40 Reasons Why It’s Cool to be Catholic #27 Indulgences

Indulgences have been around for a long time, but I suspect that a lot of people, even Catholic people, have a hard time understanding how they work.  So I went to the Catechism of the Catholic Church (CCC1471-1479).  The opening paragraph of the section on indulgences is a paragraph-length sentence that’s clear as mud.  Here’s how it was once explained to me.

Pretend your a child.  You’re playing ball and you break your neighbor’s window.  That’s a sin.  As all good parents do, mom and/or dad tells you to go to the neighbor and tell her you broke the window.  That’s confession.  The neighbor says “That’s ok.  I forgive you.”  That’s reconciliation.  But you still have to pay for the broken window.  The neighbor agrees that you can satisfy the debt by cutting her grass.  That’s an indulgence.

It’s a simple-minded explanation but I think it works.  In our world, we commit a sin, we confess it to the priest, and we’re forgiven.  But there’s still that “stain of sin” on your soul.  That’s what purgatory is for.  You enter purgatory free from sin, but your soul isn’t clean.  After a certain amount of time, your soul is clean enough to enter heaven.  The cleansing process is called “temporal punishment”.  The root of the word temporal means time.  Each sin has a certain amount of time attached to it.  Unfortunately (or maybe fortunately, depending on how you look at it) we have no idea how much time is attached to each sin.  Imagine if you died and went to purgatory and the first person you met was Saint Peter.  That would be very depressing.

One way of cleansing the soul is through good works.  Some people are so virtuous that their good works are far more than they need for their own salvation.  The excess is called the “Church’s treasury.”  These “excess graces” (my term) are stored up for you and me.  Imagine the virtues of Jesus Christ, the Blessed Mother, and all the saints.  Through them there is an infinite store of graces that you and I can share in.  On the other hand, it’s possible for us to obtain indulgences and give them to someone who has died, helping them cleanse their souls.

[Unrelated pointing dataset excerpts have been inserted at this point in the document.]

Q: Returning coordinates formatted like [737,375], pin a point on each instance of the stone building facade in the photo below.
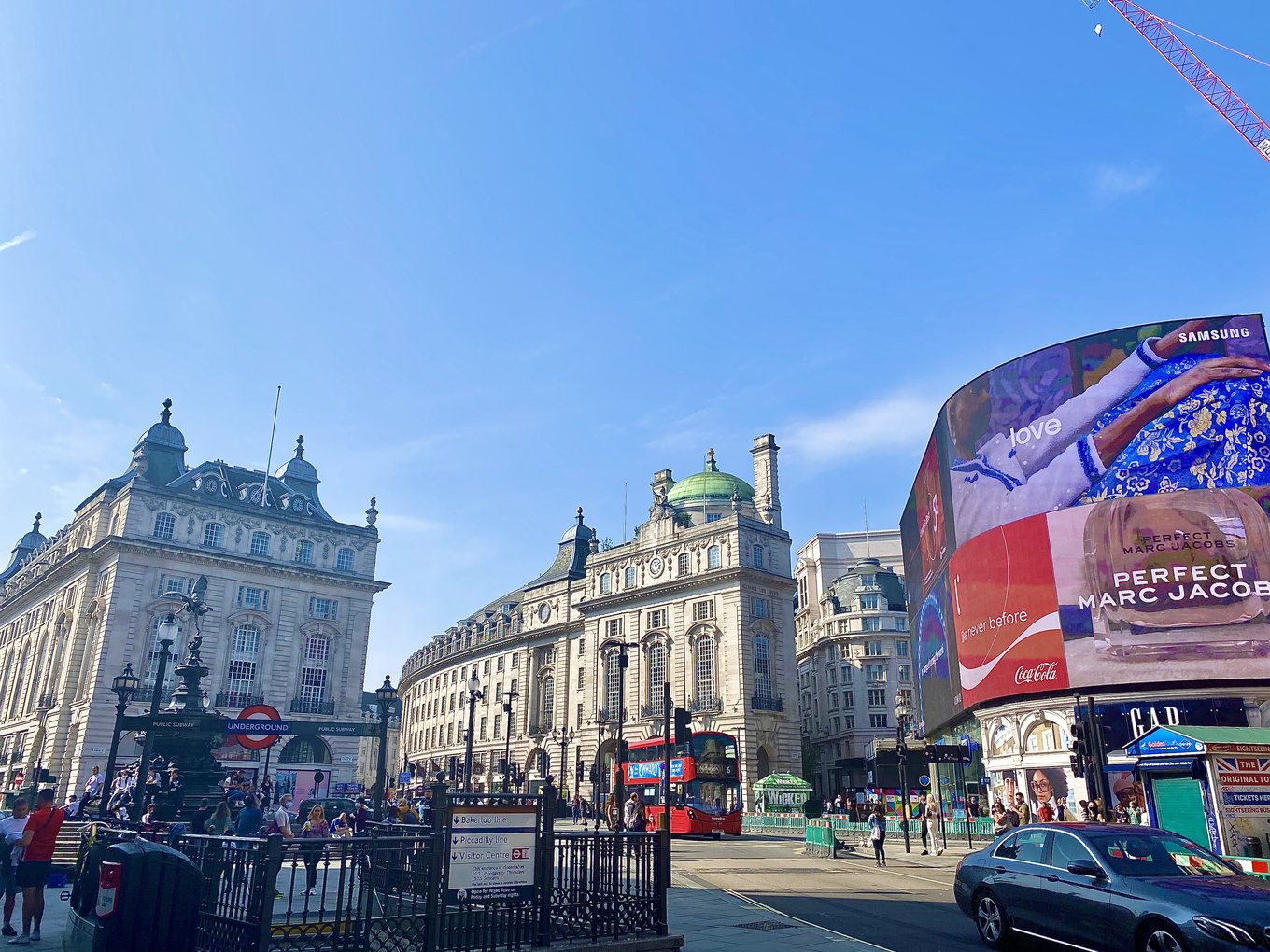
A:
[291,592]
[700,596]
[853,649]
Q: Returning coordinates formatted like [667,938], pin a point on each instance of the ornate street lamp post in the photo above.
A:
[902,715]
[385,695]
[508,695]
[166,638]
[124,687]
[563,739]
[473,694]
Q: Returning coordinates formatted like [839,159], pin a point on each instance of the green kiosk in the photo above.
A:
[1208,783]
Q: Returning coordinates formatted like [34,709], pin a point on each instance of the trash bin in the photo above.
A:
[147,899]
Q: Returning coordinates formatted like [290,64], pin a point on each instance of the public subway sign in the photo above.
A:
[490,853]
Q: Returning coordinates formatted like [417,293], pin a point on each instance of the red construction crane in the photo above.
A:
[1206,83]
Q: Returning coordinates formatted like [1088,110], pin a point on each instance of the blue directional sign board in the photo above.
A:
[492,853]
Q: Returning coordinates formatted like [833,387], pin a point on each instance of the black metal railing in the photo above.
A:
[319,707]
[384,891]
[238,698]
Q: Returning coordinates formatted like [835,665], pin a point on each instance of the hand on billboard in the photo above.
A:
[1171,343]
[1113,438]
[1234,367]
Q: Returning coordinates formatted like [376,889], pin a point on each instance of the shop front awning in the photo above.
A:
[1199,741]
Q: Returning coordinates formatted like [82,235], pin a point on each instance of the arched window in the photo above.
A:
[546,704]
[705,672]
[244,660]
[313,676]
[305,749]
[762,666]
[261,543]
[1004,740]
[1041,737]
[20,682]
[169,678]
[656,672]
[613,684]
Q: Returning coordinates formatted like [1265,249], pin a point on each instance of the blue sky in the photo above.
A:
[505,258]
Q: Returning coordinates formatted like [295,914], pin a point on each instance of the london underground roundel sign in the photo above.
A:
[264,714]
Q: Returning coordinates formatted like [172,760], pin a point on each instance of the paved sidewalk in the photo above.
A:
[715,920]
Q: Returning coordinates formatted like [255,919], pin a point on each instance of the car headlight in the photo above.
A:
[1221,930]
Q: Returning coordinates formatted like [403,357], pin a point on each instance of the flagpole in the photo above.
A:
[264,490]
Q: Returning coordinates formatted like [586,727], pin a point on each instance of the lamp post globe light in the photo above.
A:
[902,715]
[124,686]
[473,694]
[508,695]
[385,695]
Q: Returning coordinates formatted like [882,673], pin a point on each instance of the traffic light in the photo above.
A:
[683,726]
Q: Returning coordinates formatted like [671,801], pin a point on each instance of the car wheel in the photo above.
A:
[1160,937]
[990,917]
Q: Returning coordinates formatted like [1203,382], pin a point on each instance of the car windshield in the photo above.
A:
[1149,857]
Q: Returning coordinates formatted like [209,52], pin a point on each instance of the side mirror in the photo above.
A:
[1086,867]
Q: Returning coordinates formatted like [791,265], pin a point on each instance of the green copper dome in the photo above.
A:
[710,486]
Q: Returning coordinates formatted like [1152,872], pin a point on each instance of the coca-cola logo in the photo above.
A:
[1043,672]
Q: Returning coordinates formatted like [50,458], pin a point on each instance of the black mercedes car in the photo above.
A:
[1111,889]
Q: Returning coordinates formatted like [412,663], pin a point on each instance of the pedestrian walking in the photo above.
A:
[38,841]
[878,835]
[311,850]
[934,819]
[10,854]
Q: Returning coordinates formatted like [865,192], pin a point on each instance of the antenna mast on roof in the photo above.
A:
[264,489]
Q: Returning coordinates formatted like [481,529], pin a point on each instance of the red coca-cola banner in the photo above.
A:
[1005,612]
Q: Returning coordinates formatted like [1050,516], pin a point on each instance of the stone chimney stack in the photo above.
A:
[768,493]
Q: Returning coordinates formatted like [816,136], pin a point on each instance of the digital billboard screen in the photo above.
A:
[1096,513]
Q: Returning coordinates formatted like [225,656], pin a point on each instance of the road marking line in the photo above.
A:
[804,922]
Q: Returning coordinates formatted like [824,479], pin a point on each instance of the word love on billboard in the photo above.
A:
[1096,514]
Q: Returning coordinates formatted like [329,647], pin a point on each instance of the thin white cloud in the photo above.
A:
[893,422]
[1111,182]
[18,240]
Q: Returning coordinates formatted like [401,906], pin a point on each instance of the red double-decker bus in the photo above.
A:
[705,783]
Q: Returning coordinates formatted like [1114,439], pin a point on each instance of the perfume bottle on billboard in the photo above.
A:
[1180,574]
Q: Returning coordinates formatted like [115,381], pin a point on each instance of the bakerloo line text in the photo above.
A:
[1184,582]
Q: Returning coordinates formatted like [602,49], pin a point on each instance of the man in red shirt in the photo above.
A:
[38,841]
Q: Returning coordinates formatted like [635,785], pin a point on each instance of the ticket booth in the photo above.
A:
[1208,783]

There are two types of indulgences.  Plenary indulgences wipe out all of your temporal punishment.  Partial indulgences, as the name implies, only wipe out some of your temporal punishment.  Because time is a human concept, we have no idea how much time we spend in purgatory or how much time an indulgence is worth.

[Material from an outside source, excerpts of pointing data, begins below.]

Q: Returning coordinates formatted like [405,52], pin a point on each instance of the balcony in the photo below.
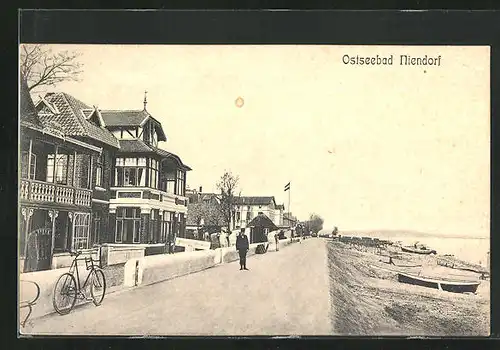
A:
[45,192]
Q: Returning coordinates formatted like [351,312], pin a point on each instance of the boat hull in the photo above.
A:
[449,286]
[418,251]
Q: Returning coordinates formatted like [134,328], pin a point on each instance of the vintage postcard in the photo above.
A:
[242,190]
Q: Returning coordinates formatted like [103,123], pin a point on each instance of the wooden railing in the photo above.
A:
[40,191]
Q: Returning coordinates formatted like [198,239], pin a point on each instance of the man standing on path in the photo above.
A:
[242,246]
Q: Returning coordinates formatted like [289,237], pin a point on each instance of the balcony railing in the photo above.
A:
[40,191]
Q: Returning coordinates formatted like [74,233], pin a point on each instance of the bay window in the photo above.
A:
[166,225]
[128,225]
[60,163]
[154,227]
[130,172]
[153,173]
[24,165]
[180,183]
[99,172]
[170,182]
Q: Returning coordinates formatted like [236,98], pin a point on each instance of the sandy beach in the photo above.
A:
[367,299]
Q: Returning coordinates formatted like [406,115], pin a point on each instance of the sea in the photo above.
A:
[471,249]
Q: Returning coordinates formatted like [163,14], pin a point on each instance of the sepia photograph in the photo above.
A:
[253,190]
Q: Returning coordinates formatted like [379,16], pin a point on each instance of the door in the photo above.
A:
[39,250]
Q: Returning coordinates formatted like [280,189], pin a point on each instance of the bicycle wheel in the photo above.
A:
[98,286]
[65,291]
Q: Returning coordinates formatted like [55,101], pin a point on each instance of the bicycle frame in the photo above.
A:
[74,267]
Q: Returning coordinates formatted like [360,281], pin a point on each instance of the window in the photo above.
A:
[98,172]
[82,170]
[128,225]
[97,228]
[170,181]
[153,173]
[166,226]
[81,230]
[128,134]
[24,166]
[154,227]
[61,168]
[130,172]
[180,183]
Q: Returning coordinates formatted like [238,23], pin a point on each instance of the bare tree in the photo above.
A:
[227,186]
[41,67]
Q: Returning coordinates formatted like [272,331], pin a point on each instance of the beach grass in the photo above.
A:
[367,300]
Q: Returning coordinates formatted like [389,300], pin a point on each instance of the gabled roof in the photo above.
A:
[262,220]
[139,146]
[244,200]
[124,118]
[132,118]
[71,114]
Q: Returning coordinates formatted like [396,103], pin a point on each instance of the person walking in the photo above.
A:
[242,246]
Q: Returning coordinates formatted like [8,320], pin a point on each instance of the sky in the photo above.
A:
[365,147]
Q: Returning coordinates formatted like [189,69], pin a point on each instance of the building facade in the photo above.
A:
[59,150]
[248,208]
[148,203]
[89,177]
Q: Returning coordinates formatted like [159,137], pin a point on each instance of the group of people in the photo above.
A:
[243,245]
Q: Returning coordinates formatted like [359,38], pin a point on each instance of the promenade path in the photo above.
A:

Quoting the Catechism (#1478)

An indulgence is obtained through the Church who, by virtue of the power of binding and loosing granted by Jesus, intervenes in favor of individual Christians and opens for them the treasury of the merits of Christ and the saints to obtain from the Father of mercies the remission of the temporal punishments due to their sin.

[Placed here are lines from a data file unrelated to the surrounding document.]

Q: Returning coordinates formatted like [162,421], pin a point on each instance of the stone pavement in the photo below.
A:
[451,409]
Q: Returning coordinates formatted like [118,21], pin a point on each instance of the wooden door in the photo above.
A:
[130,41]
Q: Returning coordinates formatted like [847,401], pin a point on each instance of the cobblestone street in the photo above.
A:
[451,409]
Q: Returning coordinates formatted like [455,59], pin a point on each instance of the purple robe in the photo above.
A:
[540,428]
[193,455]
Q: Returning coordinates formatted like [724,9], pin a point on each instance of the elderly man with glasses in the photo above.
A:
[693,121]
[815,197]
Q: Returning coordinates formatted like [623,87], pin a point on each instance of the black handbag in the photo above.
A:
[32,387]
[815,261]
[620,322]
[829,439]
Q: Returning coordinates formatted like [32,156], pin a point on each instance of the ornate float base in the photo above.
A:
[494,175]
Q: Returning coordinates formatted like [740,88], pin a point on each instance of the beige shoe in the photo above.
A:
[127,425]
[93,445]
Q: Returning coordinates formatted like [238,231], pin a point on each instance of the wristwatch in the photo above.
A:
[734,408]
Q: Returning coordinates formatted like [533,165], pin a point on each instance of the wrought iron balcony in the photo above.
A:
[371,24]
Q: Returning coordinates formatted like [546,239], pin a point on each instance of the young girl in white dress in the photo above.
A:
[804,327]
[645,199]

So, where do I buy these indulgences?

In the past indulgences have gotten a bad rap because some unscrupulous clergy use to sell them.  The sale of indulgences was one of the things that got Martin Luther so worked up that he nailed his 95 Theses on the Cathedral door.  You can’t buy an indulgence.  You can earn an indulgence in a lot of different ways.  As I mentioned yesterday, praying the Stations of the Cross is one way.  I’m not going to take the space here to list them all.  The Catholic Encyclopedia has an excellent article on the subject.  But it is worth mentioning that you are probably earning indulgences every day and don’t even know it.  For instance, reading the Bible earns a partial indulgence.  So does making the Sign of the Cross.  Reading this blog might even be worth a few seconds.   Catholic Answers has a good article on myths about indulgences along with a partial list of them.

Here’s the thing.  If you get a chance to earn an indulgence, especially a plenary one, jump on it.

Being able to reduce or even eliminate your time in purgatory with indulgences is super cool.